Quickstart#
Install the checkedframe library from PyPI:
pip install checkedframe
checkedframe is agnostic to your DataFrame library. This means that validation, built-in checks, etc. work with every library supported by narwhals, primarily Pandas, Polars, PyArrow, cuDF, and Modin. At the same time, it allows you to write user-defined checks using whatever engine you prefer. In the example below, there will be tabs for Pandas and Polars, as well as an “agnostic” tab that has a completely engine-agnostic schema.
Let’s say you have a very simple DataFrame containing a customer id, their balances, and whether or not they have overdraft protection.
import pandas as pd
df = pd.DataFrame(
{
"customer_id": ["TYX89", "F38J0M"],
"balance": [198, -56],
"overdraft_protection": [True, False],
}
)
import polars as pl
df = pl.DataFrame(
{
"customer_id": ["TYX89", "F38J0M"],
"balance": [198, -56],
"overdraft_protection": [True, False],
}
)
Let’s start by defining a very basic schema.
import checkedframe as cf
class MySchema(cf.Schema):
customer_id = cf.String()
balance = cf.Float64()
overdraft_protection = cf.Boolean()
This schema represents a DataFrame with a single string column and two float columns. Schemas are typically created by inheriting from the Schema
class. Already, we can catch some errors.
MySchema.validate(df)
Output:
Found 1 error(s)
balance: 1 error(s)
- Expected Float64, got Int64
checkedframe complains because we declared balance
to be a Float64, but we got an Int64. We could fix this ourselves, or we could tell checkedframe to. Casting in checkedframe comes with some extra safety (casting must be value-preserving) and convenience (ablity to pinpoint which rows fail). Let’s edit our schema to reflect this.
class MySchema(cf.Schema):
customer_id = cf.String()
balance = cf.Float64(cast=True)
overdraft_protection = cf.Boolean()
Now our DataFrame passes validation! checkedframe was able to inspect balance
and safely cast to our desired data type, Float64.

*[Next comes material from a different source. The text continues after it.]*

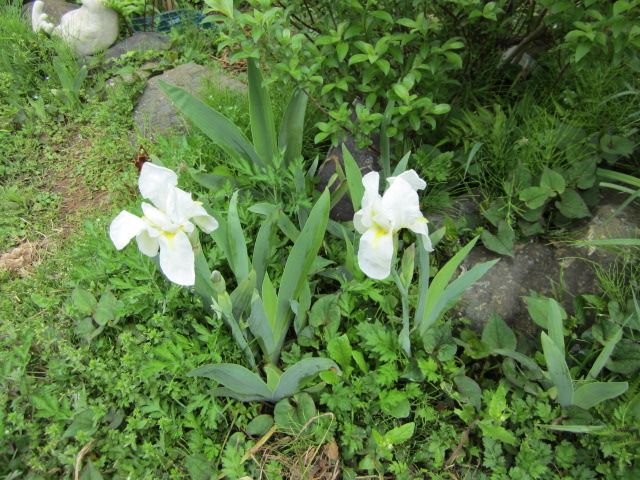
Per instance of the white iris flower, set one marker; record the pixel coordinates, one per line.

customer_id balance overdraft_protection
0 TYX89 198.0 True
1 F38J0M -56.0 False
shape: (2, 3)
┌─────────────┬─────────┬──────────────────────┐
│ customer_id ┆ balance ┆ overdraft_protection │
│ --- ┆ --- ┆ --- │
│ str ┆ f64 ┆ bool │
╞═════════════╪═════════╪══════════════════════╡
│ TYX89 ┆ 198.0 ┆ true │
│ F38J0M ┆ -56.0 ┆ false │
└─────────────┴─────────┴──────────────────────┘
Beyond these core concepts, you may also want to run arbitrary checks against your DataFrame. This is handled by the Check
class. Checks are user-defined (or built-in) functions that assert some property of your custom Schema class. For example, let’s say customer_id
is always 6 characters. There are actually a couple of ways to do this, but for now let’s assume you want to write your own function (perhaps your real check is much more complex). Let’s add the below function to our schema class.
class MySchema(cf.Schema):
customer_id = cf.String()
balance = cf.Float64(cast=True)
overdraft_protection = cf.Boolean()
@cf.Check(columns="customer_id")
def check_id_length(s: pd.Series) -> pd.Series:
"""customer_id must be of length 6"""
return s.str.len() == 6
class MySchema(cf.Schema):
customer_id = cf.String()
balance = cf.Float64(cast=True)
overdraft_protection = cf.Boolean()
@cf.Check(columns="customer_id")
def check_id_length(name: str) -> pl.Expr:
"""customer_id must be of length 6"""
return pl.col(name).str.len_chars() == 6
class MySchema(cf.Schema):
customer_id = cf.String()
balance = cf.Float64(cast=True)
overdraft_protection = cf.Boolean()
@cf.Check(columns="customer_id")
def check_id_length(name: str) -> cf.Expr:
"""customer_id must be of length 6"""
return cf.col(name).str.len_chars() == 6
Note
Activate the mypy plugin to allow mypy to recognize Check
as a staticmethod.
[tool.mypy]
plugins = ["checkedframe.mypy"]
Alternatively, manually add @staticmethod
. This doesn’t do anything but silence the type checker.
@cf.Check
@staticmethod
def my_check(): ...
Let’s try validating again.
MySchema.validate(df)
Output:
SchemaError: Found 1 error(s)
customer_id: 1 error(s)
- check_id_length failed: customer_id must be of length 6
Here, we wrote a custom function that we identified as a check with the Check
decorator. In addition, via the column
argument, we attached the check to the customer_id
column.
Now, let’s re-visit balances
. Notice that we have a negative here. It may make sense to have negative balances (in case of overdraft), but if overdraft protection is on, the transaction simply wouldn’t go through, meaning that it isn’t possible to have a negative balance. Let’s write a check for this.
@cf.Check
def check_balances_pos_if_protected(df: pd.DataFrame) -> pd.Series:
"""Balances can only be negative if there is no overdraft protection"""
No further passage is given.